Todos ao redor dos presentes, tirando fotos de sorriso no rosto. Nenhum papel desembrulhado. Ainda embrulhos inteiros. Mais fotos. Abraços, um por um, Feliz Natal! Feliz Natal! Os olhos olhando de soslaio cada presente sobre o sofá. Ansiedade e o pai diz: podem abrir os presentes. Obedecem sem hesitar, sorriso estampado, mais ânsia. Uma camiseta, ãhn. Uma blusa, o sorriso diminui. Enquanto os presentes mínguam sobre o sofá, o volume de papéis aumenta sobre o carpet. Meias, vestidos, um brinquedinhozinho, legalzinho até, mas inho.

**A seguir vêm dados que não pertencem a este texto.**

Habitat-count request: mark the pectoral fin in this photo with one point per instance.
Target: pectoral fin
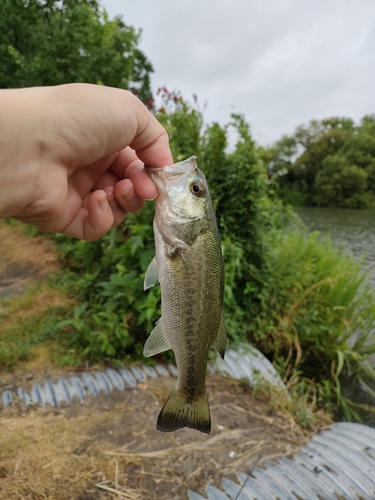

O sorriso cada vez mais forçado, a lágrima cada vez mais incontida. Até que os presentes acabam e Amélia olha para o pai. Braba.
Ele abre um sorriso discreto, e olha para o irmão, piscando o olho. Tira de trás do sofá uma caixa grande de papelão cheia de buraquinhos. Amélia demora um pouco, mais sorri. Abre os braços para agarrar a caixa. O pai a dá. Amélia sacode, barulhos, algo se mexendo. Sorriso aumenta. O pai olhando para o filho, o filho olhando para o pai. A mãe quieta, sem nada entender.
Amélia abre a caixa.
Pedras, pedras, pedras.
E acabou o Natal.



Letícia Mueller

2 comentários:

Karime disse...

Ai, guria...coisa mais séria esse pai e esta mãe, hein ? Que vontade de dizer um monte de palavrões! Diz prá Amélia vir prá cá, que dou um cachorrinho de verdade prá ela, de presente!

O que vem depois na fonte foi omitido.